Note that F=m*a, or any other formula in mechanics, does not change when
we decide to use feet and pounds instead of meters and newtons.

But if we choose to measure force in pounds, mass in Troy ounces, and
acceleration in knots per fortnight, there _will_ be a nontrivial factor Z
that appears in the dynamical law:
F = Z m a

This messy situation is the usual situation. You can remove the messiness
from a few selected equations by fiddling with the units -- but only a few.

-- For instance, perhaps we could redefine the units of mass to remove the
factor of two from the Schwarzchild formula for the radius of a black hole:
r = 2 m G / c^2

-- Similarly, perhaps we could redefine the units of rotation-rate to
remove the factor of 2 from the Coriolis formula:
a = 2 omega x v

-- And perhaps we should declare the elementary charge to be The One True
Unit of charge, and recalibrate all our current meters in Eeps (exa
electrons per second). One amp is about 6.24 Eeps.

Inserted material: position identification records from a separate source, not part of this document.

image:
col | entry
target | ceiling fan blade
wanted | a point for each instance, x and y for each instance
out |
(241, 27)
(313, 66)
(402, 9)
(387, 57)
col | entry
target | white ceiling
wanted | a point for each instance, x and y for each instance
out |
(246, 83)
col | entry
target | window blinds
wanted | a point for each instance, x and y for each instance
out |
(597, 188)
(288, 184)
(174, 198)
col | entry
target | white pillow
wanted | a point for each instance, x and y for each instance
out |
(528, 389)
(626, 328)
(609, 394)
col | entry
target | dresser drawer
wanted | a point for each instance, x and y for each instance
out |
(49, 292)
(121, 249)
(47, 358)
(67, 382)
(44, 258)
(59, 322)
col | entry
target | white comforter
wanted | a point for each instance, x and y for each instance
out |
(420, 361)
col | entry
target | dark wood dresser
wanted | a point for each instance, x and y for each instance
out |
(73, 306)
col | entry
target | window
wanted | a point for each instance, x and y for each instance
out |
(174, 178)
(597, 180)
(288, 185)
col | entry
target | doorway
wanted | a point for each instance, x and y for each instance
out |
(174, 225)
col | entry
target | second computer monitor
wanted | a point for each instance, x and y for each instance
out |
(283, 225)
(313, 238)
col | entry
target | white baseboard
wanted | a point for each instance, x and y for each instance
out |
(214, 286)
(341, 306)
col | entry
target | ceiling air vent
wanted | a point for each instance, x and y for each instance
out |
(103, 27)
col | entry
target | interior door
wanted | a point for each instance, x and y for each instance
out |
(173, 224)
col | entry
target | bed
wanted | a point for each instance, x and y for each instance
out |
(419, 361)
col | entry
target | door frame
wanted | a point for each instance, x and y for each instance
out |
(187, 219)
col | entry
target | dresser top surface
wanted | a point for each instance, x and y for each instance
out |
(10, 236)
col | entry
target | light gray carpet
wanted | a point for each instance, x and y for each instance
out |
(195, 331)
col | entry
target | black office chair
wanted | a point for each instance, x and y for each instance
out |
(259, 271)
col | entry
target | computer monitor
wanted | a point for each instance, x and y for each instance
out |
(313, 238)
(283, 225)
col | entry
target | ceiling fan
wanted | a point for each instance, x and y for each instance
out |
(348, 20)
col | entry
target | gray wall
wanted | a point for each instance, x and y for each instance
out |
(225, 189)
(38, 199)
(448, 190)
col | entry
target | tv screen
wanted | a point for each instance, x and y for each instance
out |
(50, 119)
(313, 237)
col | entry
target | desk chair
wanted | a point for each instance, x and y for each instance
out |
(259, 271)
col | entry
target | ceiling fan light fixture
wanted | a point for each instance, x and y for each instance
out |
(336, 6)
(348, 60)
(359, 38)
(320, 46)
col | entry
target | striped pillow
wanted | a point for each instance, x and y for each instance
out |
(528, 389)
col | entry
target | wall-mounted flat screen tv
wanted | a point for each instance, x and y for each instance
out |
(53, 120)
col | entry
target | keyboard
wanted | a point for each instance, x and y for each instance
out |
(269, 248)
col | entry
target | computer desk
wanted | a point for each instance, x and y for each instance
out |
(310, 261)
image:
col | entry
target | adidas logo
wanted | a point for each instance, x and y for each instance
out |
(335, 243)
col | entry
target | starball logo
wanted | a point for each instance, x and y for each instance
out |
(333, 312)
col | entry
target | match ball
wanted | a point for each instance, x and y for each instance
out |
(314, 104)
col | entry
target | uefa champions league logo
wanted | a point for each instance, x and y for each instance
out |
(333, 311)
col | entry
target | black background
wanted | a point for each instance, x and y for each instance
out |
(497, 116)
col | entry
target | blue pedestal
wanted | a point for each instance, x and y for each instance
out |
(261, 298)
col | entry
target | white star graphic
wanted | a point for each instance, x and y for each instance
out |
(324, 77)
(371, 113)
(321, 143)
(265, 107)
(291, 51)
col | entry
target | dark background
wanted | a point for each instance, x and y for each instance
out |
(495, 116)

At 04:55 PM 1/20/01 -0500, David Bowman wrote:
It all depends on *which version* (the local differential versions or the
integrated bulk versions) of the laws of electromagnetism whose
appearance you are most interested in simplifying.

Exactly so.

Returning to what Ludwik wrote:
4) Let me add that the incorporation of the dimensional
constant, epsilon_zero, into Coulomb's law, multiplied
pedagogical difficulties by one million times,

My opinion differs. Until somebody "upgrades" my lab with statvoltmeters
and statammeters, I will continue to use practical, conventional units. In
these units, epsilon_zero expresses an important fact about the universe we
live in.

At 12:26 PM 1/20/01 -0500, Ludwik Kowalski wrote:
What is epsilon_zero? Why is it called permittivity?
What kind of experiments had to be performed to find
out that epsilon_zero happens to be equal to 8.85*10^-12
SI units?

Somebody had to build a capacitor of a known size and measure its capacitance.

Most students taking an introductory physics
course, either in a high school or a college, never learn
how to answer such questions.

That's a scandal.

As far as they are concerned physics is dogmatic; it asks them to accepts
things without understanding.

Action item: Wrap a couple of sugar cubes in aluminum foil, to form
conducting cubes about 1 centimeter on a side. Bring them to class, and
place them 1 millimeter apart. Announce the dimensions (1 cm cube, 1 mm
gap) so the kids don't need to strain their eyes. Ask them to estimate, to
1 significant digit, the capacitance between the cubes. Tell them they've
got ten seconds.

If you understand what epsilon_zero is, you can do this in your head in a
lot less than ten seconds. The answer is useful directly (if, say, you
need to estimate the parasitic capacitance between circuit elements) and
the mental image of shiny cubes is well-nigh unforgettable.